Second-generation antipsychotics, such as clozapine, risperidone, olanzapine, quetiapine, and aripiprazole, were developed more recently and are considered to have a more favorable side effect profile than first-generation antipsychotics. They are generally effective in reducing both positive and negative symptoms of psychosis (such as apathy, anhedonia, and social withdrawal) and cause fewer EPS. However, they can still cause significant weight gain, metabolic disturbances, and sedation.
Antipsychotic agents are used to treat various psychiatric disorders, including schizophrenia, bipolar disorder, major depressive disorder with psychotic features, delusional disorder, and other conditions that involve psychosis or agitation. They can be administered orally, intramuscularly, or via long-acting injectable formulations. The choice of antipsychotic agent depends on the individual patient's needs, preferences, and response to treatment, as well as the potential for side effects. Regular monitoring of patients taking antipsychotics is essential to ensure their safety and effectiveness.
Basal ganglia diseases are a group of neurological disorders that affect the function of the basal ganglia, which are clusters of nerve cells located deep within the brain. The basal ganglia play a crucial role in controlling movement and coordination.
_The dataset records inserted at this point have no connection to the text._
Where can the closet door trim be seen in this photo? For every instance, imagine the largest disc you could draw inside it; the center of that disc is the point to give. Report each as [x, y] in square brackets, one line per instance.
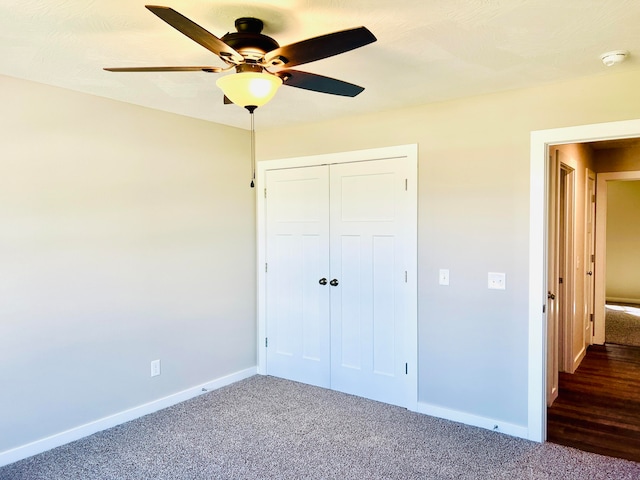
[409, 152]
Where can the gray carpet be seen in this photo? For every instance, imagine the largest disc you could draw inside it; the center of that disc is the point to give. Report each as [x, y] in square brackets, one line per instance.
[268, 428]
[622, 324]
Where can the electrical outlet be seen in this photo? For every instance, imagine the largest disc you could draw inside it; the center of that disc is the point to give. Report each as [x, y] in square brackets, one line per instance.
[497, 281]
[155, 368]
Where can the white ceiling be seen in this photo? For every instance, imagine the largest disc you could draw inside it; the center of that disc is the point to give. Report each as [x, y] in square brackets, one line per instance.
[427, 50]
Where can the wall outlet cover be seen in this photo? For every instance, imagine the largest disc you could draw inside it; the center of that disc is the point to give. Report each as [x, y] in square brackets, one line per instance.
[497, 281]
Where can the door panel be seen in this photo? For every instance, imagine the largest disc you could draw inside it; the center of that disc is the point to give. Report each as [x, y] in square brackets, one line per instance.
[552, 278]
[367, 308]
[347, 223]
[297, 305]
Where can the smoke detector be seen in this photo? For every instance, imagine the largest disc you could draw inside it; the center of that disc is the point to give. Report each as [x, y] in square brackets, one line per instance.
[614, 58]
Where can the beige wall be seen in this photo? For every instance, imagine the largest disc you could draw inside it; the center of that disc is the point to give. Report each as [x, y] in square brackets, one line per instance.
[617, 159]
[126, 235]
[623, 241]
[473, 219]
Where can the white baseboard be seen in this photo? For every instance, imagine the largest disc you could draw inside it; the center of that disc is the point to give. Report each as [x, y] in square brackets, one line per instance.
[81, 431]
[474, 420]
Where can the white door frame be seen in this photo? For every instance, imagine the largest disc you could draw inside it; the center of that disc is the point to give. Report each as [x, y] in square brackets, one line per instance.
[601, 248]
[400, 151]
[540, 141]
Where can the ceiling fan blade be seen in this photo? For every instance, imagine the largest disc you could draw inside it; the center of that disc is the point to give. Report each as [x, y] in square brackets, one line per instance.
[196, 33]
[318, 83]
[165, 69]
[317, 48]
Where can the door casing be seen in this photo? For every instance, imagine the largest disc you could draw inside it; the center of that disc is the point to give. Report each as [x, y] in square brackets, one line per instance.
[538, 175]
[601, 248]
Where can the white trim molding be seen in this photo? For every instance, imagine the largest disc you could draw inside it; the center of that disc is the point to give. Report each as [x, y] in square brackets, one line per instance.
[474, 420]
[81, 431]
[540, 141]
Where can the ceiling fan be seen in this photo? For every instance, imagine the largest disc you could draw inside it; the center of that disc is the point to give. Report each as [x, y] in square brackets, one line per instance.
[258, 58]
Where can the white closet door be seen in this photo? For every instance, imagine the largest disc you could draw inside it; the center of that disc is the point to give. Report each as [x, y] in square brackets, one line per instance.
[369, 228]
[297, 253]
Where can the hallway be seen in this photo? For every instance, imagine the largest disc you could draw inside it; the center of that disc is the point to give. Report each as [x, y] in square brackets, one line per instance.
[598, 407]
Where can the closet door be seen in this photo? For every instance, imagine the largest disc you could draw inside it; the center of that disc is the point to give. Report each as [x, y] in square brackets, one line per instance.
[297, 254]
[369, 228]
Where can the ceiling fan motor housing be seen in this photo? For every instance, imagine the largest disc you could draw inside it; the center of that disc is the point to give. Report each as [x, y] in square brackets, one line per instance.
[248, 40]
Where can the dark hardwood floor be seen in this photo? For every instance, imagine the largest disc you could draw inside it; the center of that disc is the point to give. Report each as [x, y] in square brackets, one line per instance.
[598, 407]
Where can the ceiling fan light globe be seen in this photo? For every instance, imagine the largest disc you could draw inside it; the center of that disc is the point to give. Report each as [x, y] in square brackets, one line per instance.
[249, 88]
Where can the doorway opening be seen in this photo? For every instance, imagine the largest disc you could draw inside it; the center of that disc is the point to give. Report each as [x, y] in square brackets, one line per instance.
[538, 251]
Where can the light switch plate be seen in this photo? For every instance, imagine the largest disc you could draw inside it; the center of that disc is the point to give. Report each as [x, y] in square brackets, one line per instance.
[497, 281]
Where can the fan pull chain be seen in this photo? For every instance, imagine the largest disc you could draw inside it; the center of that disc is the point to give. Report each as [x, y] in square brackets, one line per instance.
[253, 151]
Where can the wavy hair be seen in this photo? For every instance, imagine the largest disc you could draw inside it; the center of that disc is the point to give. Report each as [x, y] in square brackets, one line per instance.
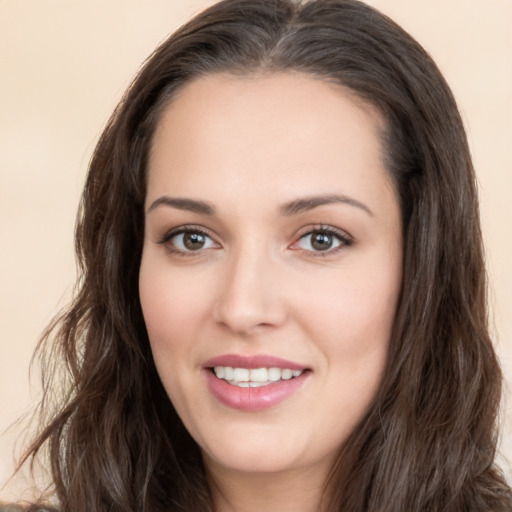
[428, 441]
When they are damaged or degenerate, it can result in various motor symptoms such as tremors, rigidity, bradykinesia (slowness of movement), and difficulty with balance and walking.
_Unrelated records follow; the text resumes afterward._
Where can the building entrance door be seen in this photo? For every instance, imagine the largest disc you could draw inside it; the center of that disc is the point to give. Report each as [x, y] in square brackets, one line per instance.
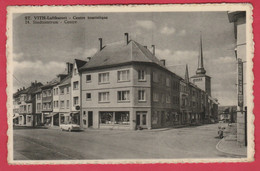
[141, 119]
[90, 119]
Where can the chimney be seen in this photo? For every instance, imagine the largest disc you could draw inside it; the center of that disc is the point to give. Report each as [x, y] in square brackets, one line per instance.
[100, 44]
[126, 38]
[153, 47]
[162, 62]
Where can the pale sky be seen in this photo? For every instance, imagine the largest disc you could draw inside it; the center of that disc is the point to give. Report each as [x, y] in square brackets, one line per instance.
[41, 50]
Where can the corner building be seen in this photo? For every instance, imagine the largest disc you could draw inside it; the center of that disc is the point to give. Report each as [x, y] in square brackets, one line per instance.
[124, 86]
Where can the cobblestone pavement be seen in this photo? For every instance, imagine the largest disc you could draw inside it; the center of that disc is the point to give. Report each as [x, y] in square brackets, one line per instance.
[52, 144]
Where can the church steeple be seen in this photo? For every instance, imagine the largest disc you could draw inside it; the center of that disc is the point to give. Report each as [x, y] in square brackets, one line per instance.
[200, 69]
[187, 78]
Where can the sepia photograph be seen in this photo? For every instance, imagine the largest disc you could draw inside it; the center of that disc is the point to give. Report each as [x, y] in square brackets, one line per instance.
[159, 83]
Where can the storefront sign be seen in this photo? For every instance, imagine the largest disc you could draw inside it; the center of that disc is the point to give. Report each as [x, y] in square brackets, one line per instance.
[240, 83]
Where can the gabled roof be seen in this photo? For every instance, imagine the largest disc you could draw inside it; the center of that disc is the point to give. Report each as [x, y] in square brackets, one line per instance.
[65, 81]
[120, 53]
[80, 63]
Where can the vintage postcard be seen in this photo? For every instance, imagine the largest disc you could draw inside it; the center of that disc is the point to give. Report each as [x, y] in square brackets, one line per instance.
[130, 84]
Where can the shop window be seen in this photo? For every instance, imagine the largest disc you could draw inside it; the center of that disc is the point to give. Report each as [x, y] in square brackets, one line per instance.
[141, 95]
[123, 95]
[75, 101]
[122, 118]
[106, 117]
[88, 96]
[155, 77]
[141, 75]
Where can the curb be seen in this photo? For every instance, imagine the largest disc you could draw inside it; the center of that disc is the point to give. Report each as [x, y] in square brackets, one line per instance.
[217, 147]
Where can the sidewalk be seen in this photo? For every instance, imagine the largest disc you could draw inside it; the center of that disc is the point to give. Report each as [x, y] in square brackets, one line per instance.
[229, 145]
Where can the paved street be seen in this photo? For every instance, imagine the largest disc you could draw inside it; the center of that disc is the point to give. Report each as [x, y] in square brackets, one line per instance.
[51, 144]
Some examples of basal ganglia diseases include:
1. Parkinson's disease - a progressive disorder that affects movement due to the death of dopamine-producing cells in the basal ganglia.
2. Huntington's disease - an inherited neurodegenerative disorder that causes uncontrolled movements, emotional problems, and cognitive decline.
3. Dystonia - a movement disorder characterized by sustained or intermittent muscle contractions that cause twisting and repetitive movements or abnormal postures.
4. Wilson's disease - a rare genetic disorder that causes excessive copper accumulation in the liver and brain, leading to neurological and psychiatric symptoms.
5. Progressive supranuclear palsy (PSP) - a rare brain disorder that affects movement, gait, and balance, as well as speech and swallowing.
6. Corticobasal degeneration (CBD) - a rare neurological disorder characterized by progressive loss of nerve cells in the cerebral cortex and basal ganglia, leading to stiffness, rigidity, and difficulty with movement and coordination.
Treatment for basal ganglia diseases varies depending on the specific diagnosis and symptoms but may include medication, surgery, physical therapy, or a combination of these approaches.
Serotonin receptors are a type of cell surface receptor that bind to the neurotransmitter serotonin (5-hydroxytryptamine, 5-HT). They are widely distributed throughout the body, including the central and peripheral nervous systems, where they play important roles in regulating various physiological processes such as mood, appetite, sleep, memory, learning, and cognition.
There are seven different classes of serotonin receptors (5-HT1 to 5-HT7), each with multiple subtypes, that exhibit distinct pharmacological properties and signaling mechanisms. These receptors are G protein-coupled receptors (GPCRs) or ligand-gated ion channels, which activate intracellular signaling pathways upon serotonin binding.
Serotonin receptors have been implicated in various neurological and psychiatric disorders, including depression, anxiety, schizophrenia, and migraine. Therefore, selective serotonin receptor agonists or antagonists are used as therapeutic agents for the treatment of these conditions.